Wee Mad Arthur watched for a little while before shouting, ‘I do not find this funny!’
‘Will ye no’ listen to yourself?’ said Rob Anybody, wiping his eyes. ‘Ye are speaking Feegle, sure enough! Did yer mammy and yer pappy nae tell ye? We Feegles are born knowing how to speak! Crivens! It’s just like a dog knowing how to bark! Ye cannae tell me ye are a gnome! Ye’ll be telling me ye are a pixie next!’
Wee Mad Arthur looked down at his boots. ‘My dad made me these boots,’ he said. ‘I couldnae bring mesel’ to tell him I didnae like boots on my feet. The whole family had been making and repairing shoes for hundreds of years, ye ken, and I wasnae good at the cobbling at all, and then one day all the elders of the tribe called me together and told me I was a lost foundling. They was moving to a new camp, and they ha’ found me, a tiny wee bairn, greeting by the road, right next to a sparrowhawk that I had strangled to death after it had snatched me from me cradle; they reckoned it was taking me home to feed me tae its chicks. And the old gnomes put their hats together, and said that while they were very happy to let me stay, what with being able to bite foxes to death and everything, it might be time for me to go out into the big world and find out who
my people were.’
‘Well, laddie, ye have found them,’ said Rob Anybody, slapping him on the back. ‘Ye did well to listen to a load of old cobblers. That was wisdom they told you, sure enough.’
He hesitated for a moment, and then went on, ‘However, it’s a wee bitty difficult that ye are – no offence meant – a policeman.’ He jumped back slightly, just in case.
‘Granted,’ said Wee Mad Arthur with satisfaction. ‘Whereas ye are a bunch of thieving drunken reprobates and scoff-laws with no respect for the law whatsoever!’
The Feegles nodded happily, although Rob Anybody said, ‘Would you no’ mind adding the words drunk and disorderly? We wouldnae want to be sold short here.’

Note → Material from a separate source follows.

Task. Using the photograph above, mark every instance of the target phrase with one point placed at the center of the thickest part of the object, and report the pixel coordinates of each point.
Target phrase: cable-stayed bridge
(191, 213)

‘And what about the snail-rustling, Rob?’ said Daft Wullie happily.
‘Weel,’ said Rob Anybody, ‘in actual point of fact, the snailrustling is still in the early stages of development at this time.’
‘Have you no good points?’ said Wee Mad Arthur desperately.

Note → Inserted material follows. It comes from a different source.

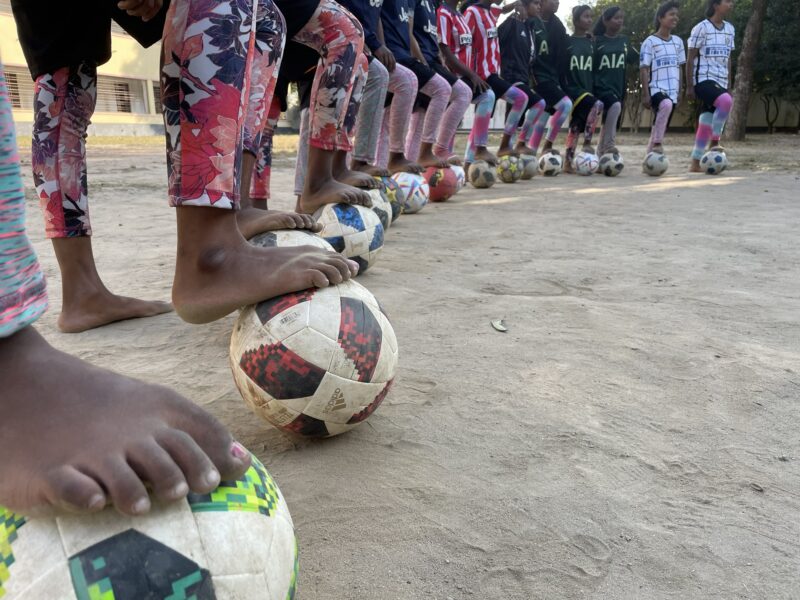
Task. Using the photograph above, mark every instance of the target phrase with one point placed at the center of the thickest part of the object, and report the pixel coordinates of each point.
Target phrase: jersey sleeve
(646, 53)
(698, 36)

Rob Anybody looked puzzled. ‘We kind of thought them is our good points, but if you want to get picky, we never steal from them as has nae money, we has hearts of gold, although maybe – OK, mostly – somebody else’s gold, and we did invent the deep-fried stoat. That must count for something.’

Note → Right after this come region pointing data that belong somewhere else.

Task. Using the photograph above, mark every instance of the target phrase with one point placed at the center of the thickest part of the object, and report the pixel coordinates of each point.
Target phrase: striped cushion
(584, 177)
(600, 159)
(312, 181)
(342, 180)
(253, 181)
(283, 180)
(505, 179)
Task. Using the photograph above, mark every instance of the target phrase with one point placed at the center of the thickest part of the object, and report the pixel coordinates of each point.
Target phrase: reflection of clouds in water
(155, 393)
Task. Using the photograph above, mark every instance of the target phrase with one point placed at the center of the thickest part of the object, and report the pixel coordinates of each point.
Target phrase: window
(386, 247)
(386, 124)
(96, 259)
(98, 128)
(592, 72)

‘How is that a good point?’ said Arthur.
‘Weel, it saves some other poor devil having tae do it. It’s what ye might call a taste explosion; ye take a mouthful, taste it, and then there is an explosion.’
Despite himself, Wee Mad Arthur was grinning. ‘Have you boys got no shame?’
Rob Anybody matched him grin for grin. ‘I couldnae say,’ he replied, ‘but if we have, it probably belonged tae somebody else.’
‘And what about the poor wee big lassie locked up and down in the Watch House?’ said Wee Mad Arthur.
‘Oh, she’ll bide fine till the morning,’ said Rob Anybody, as loftily as he could in the circumstances. ‘She is a hag o’ considerable resource.’
‘Ye think so? You wee scunners punched an entire pub to death! How can anyone put that right?’
This time Rob Anybody gave him a longer, more thoughtful look before saying, ‘Well, Mr Policeman, it seems ye are a Feegle and a copper. Well, that’s the way the world spins. But the big question for the pair of ye is: are you a sneak and a snitch?’